By Candace Hewitt, This Week in the Pentagon Producer
It’s been more than a week since the death of the world’s most wanted terrorist. And although life goes on as usual for most of us, collectively, as a country the capture and killing of Osama bin Laden is truly remarkable. As details of the military and intelligence operation continue to unfold, it can only be described as amazing. It was the culmination of so much hard work done by so many, with so much determination – to find the man known as the face of terror.
September 11, 2001 is a day that I, like most, will never forget. I remember getting ready to walk out the door for work and hearing on television that two planes had just crashed in New York, into the Twin Towers. As I stood in disbelief watching what had just happened, I kept thinking it had to be an accident. Who would do this? It was evil. By the time I made it into work and learned of a third plane crashing into the Pentagon, and another plane to the ground in Shanksville, Pennsylvania – it was obvious the United States of America had been attacked.

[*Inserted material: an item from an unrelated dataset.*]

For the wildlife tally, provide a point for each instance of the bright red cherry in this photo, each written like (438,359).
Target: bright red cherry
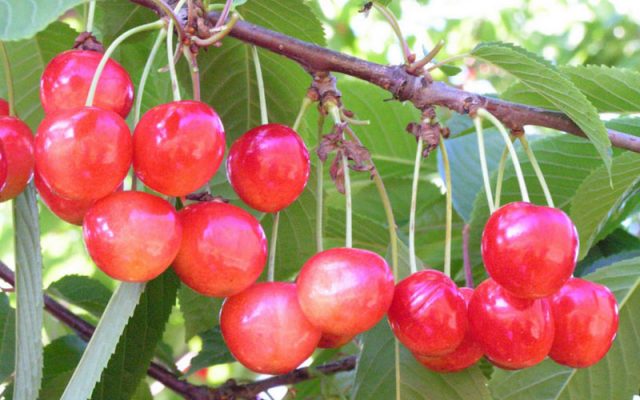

Less than 48 hours later, I was granted permission to interview a survivor from the Pentagon for the national news organization I worked for at the time. When I showed up at the hospital, the nurses told me the woman had suffered burns on nearly 60% of her body. As I was being escorted to her room, I could smell the burning flesh. There was a room full of people around her, along with plenty of cards and flowers. I sat down in a chair beside her bed as she slowly began telling me about that day at work. Painstakingly, she spoke. The smoke and fumes from the fire had scorched her lungs. September 11, 2001 had been her second day of work, at her new job at the Pentagon. She had just been relocated to the Pentagon from another duty-station out West. That morning she was in a meeting with 30 or so people when the plane struck. She and a co-worker were thrown back by the explosion – they were the only survivors from that meeting. Each of them, she said, crawled over and under debris on their hands and knees, in the pitch black, looking for a way out. She said they kept clapping their hands, hoping someone would hear, and know they were alive. Someone eventually did hear their claps, and would help get them get to a window. That’s when she said they jumped to safety, into the arms of a Marine, there to help with the rescue.
Months later after the woman began to heal from her injuries – she appeared on the Oprah Winfrey Show where she retold that same story of survival. She was so thankful to be alive. With the death of Osama bin Laden I hope I never have to sit through the telling of a story like that again. A story of the pain, and the suffering, caused by a terrorist attack.